Des dizaines de personnes se sont rassemblées ce 2 juin 2025 devant l’Assemblée nationale à Nouakchott pour exiger justice après le viol et le meurtre d’Hawa Traoré, une jeune femme enceinte de 18 ans. Son corps avait été découvert le 29 mai dans une chambre privée, après qu’un jeune homme – suspecté d’avoir entretenu une relation avec elle – a alerté sa famille avant de prendre la fuite. Le choc est d’autant plus fort que l’affaire s’inscrit dans une série d’agressions similaires passées sous silence.
Selon les premiers éléments de l’enquête, la victime avait quitté son domicile pour se rendre à l’hôpital avant d’être retrouvée morte, enfermée et mutilée. L’auteur présumé du crime n’a pas encore été arrêté, et les retards dans l’intervention des autorités – notamment du procureur, arrivé plus de 24 heures après la découverte – nourrissent la frustration de la population. « Ce n’est ni la première ni la dernière fois que des filles sont violées et tuées dans l’indifférence », déplore une manifestante. La lenteur de la procédure judiciaire et l’absence de réaction rapide des forces de l’ordre sont au cœur de la colère exprimée dans la rue.

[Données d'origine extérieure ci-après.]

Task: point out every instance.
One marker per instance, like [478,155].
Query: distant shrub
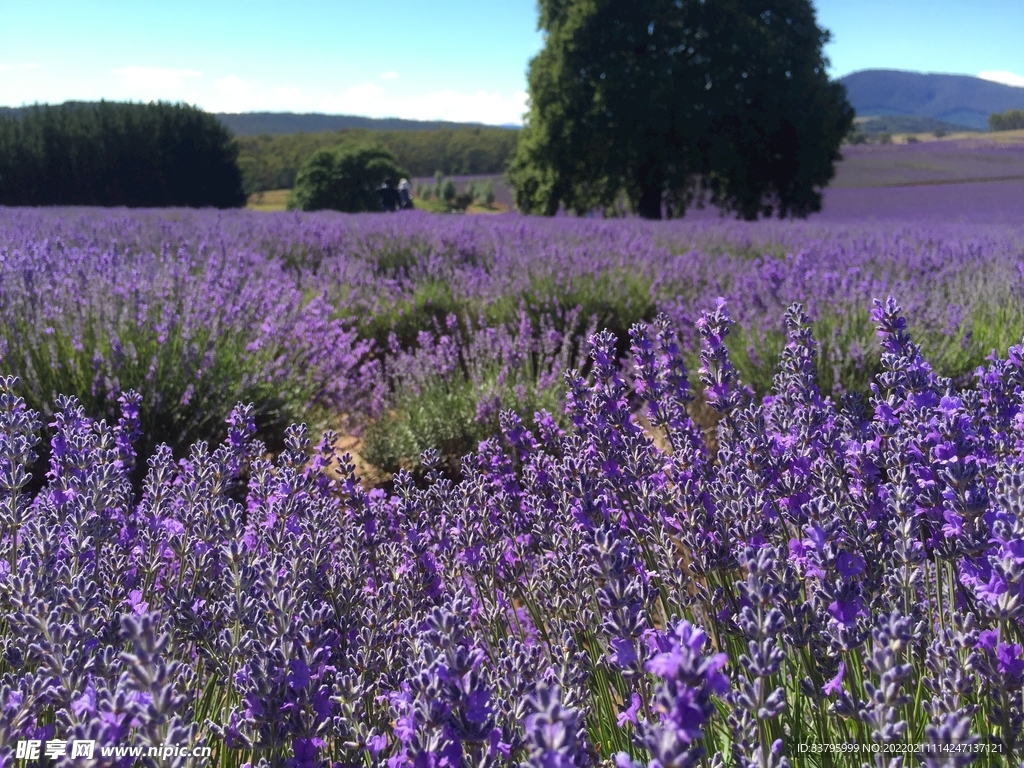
[487,193]
[111,154]
[345,178]
[1013,120]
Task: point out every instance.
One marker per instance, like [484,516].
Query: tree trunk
[650,202]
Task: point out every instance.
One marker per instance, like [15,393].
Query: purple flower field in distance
[699,493]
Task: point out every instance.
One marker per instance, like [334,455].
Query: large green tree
[662,102]
[345,178]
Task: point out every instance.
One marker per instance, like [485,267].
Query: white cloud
[156,82]
[1004,77]
[232,93]
[482,107]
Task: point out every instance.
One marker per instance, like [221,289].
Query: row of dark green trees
[111,154]
[1012,120]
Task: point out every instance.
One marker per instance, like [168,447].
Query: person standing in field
[404,198]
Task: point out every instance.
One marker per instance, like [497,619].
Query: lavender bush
[611,592]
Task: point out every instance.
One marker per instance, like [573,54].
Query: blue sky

Ce nouveau drame survient dans un pays où les violences sexuelles sont rarement poursuivies, faute de cadre juridique adapté. En Mauritanie, aucune loi ne définit clairement ce qu’est un viol, et les victimes risquent parfois la prison, notamment si elles ne parviennent pas à prouver l’agression selon les normes établies. Ce vide juridique, dénoncé de longue date par les ONG féministes, alimente l’impunité et décourage les plaintes. Les associations appellent depuis plusieurs années à une réforme législative de fond pour mieux protéger les femmes et les filles.
Face à l’ampleur de la mobilisation, les autorités sont sous pression. Des figures militantes comme Dieynaba Ndiom pointent la responsabilité directe de l’État mauritanien. « Chaque jour, il y a des viols, des agressions. Mais il n’y a toujours pas de loi pour protéger les victimes », dénonce-t-elle. Elle appelle à l’application des conventions internationales déjà ratifiées par le pays, mais restées sans effet. Pour ces militantes, l’affaire Hawa Traoré est un énième rappel de l’urgence d’agir, non seulement sur le plan judiciaire, mais aussi sur les normes sociales et éducatives.
Les voix féministes se font de plus en plus entendre dans une société patriarcale où parler de viol reste tabou. L’inaction de l’État est vécue comme une forme de complicité. « Les féministes réclament justice non seulement pour Hawa, mais pour toutes les victimes passées », insiste Dieynaba Ndiom. Leur mobilisation s’ancre dans une revendication plus large : repenser les rapports sociaux, changer l’éducation, faire respecter les droits humains. Tant que les textes ne changent pas, préviennent-elles, la rue restera leur seul recours.